Book #42

The Magician's Nephew by C.S. Lewis

Digory and Polly meet and become friends one cold, wet summer in London. Their lives burst into adventure when Digory's Uncle Andrew, who thinks he is a magician, sends them hurtling to...somewhere else. They find their way to Narnia, newborn from the Lion's song, and encounter the evil sorceress Jadis before they finally return home.

This is really the first novel in the tales of Narnia - an interpretation of how the world came to be, the origin of everything. I chose to read in publication order, rather than chronological order, so it came sixth in my list, but I can truly see the merits of reading this one first. And yet I’m glad it came almost at the end, because by this time there was something I was longing for which I hadn’t yet seen - the consequences of Narnia and our own world colliding.

I’d met one magician already on my journey - a nice one - and I’d assumed this magician would either be the same one, or of the same temperament. Instead, I met a selfish and power hungry magician without a care for other people or animals, hellbent on reaching heights no one from our world ever had before. 

As a result, his nephew Digory, and his friend Polly, are thrown into a curious woodland which serves as an in between world amongst worlds. They (naturally) choose to explore, they (needless to say) encounter evil, they (of course) triumph, they (not unexpectedly) meet our revered Aslan, and Narnia is born.

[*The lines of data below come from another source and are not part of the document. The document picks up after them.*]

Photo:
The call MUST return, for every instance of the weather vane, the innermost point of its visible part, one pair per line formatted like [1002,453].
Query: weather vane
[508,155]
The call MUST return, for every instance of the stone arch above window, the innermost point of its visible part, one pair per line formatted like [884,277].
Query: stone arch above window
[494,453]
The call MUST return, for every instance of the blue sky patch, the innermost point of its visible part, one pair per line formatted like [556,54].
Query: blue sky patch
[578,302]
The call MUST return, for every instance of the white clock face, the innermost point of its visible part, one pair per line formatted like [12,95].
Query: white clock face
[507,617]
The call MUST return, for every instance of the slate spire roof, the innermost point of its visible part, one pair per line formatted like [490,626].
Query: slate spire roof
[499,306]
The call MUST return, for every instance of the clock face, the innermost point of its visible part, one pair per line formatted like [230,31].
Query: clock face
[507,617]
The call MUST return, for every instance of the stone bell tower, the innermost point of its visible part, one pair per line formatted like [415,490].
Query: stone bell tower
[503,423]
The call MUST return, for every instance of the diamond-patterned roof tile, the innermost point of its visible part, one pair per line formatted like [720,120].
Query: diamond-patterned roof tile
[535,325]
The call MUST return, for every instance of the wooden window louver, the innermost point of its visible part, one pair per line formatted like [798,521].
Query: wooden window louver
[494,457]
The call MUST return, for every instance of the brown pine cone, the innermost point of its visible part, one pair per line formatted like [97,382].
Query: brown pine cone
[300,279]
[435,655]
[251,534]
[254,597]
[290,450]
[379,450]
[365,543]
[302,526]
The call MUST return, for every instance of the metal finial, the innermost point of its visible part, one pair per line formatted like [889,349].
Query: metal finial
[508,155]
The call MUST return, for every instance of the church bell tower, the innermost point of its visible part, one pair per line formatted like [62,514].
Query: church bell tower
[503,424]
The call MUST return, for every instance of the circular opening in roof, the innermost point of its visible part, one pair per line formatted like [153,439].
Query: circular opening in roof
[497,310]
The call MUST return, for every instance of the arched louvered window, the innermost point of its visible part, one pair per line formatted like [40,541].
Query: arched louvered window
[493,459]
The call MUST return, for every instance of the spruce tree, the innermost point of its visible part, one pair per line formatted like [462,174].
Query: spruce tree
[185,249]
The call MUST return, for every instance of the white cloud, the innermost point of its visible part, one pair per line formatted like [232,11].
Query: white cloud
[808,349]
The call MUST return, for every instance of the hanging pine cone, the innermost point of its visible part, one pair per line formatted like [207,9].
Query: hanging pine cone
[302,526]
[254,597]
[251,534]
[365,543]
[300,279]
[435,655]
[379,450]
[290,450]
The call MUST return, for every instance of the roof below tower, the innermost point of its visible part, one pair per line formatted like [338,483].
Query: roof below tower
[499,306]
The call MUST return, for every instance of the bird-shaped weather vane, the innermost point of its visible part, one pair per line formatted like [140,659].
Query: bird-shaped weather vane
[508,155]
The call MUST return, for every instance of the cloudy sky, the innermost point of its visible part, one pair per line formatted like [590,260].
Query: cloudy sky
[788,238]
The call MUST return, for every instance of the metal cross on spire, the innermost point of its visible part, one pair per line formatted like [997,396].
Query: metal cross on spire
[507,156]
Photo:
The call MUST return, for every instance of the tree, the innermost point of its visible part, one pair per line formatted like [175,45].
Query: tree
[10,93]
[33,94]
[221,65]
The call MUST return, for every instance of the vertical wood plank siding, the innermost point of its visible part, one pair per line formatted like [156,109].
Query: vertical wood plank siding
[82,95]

I really loved this one, and it’s quite possibly my favourite of the seven. Combining worlds was a masterstroke from Lewis - a seven foot tall witch rampaging through the streets of 1900s London truly is something to behold. With the addition of being allowed to see the birth of Narnia, to understand how the famous wardrobe became so magical, and to finally be told why there’s a lamp post almost immediately after you arrive, was simply gorgeous. 

A beautiful and completely magical prequel; a perfect origin story, and uniquely unforgettable.

Make your choice, adventurous Stranger,

Strike the bell and bide the danger,

Or wonder, till it drives you mad,

What would have followed if you had.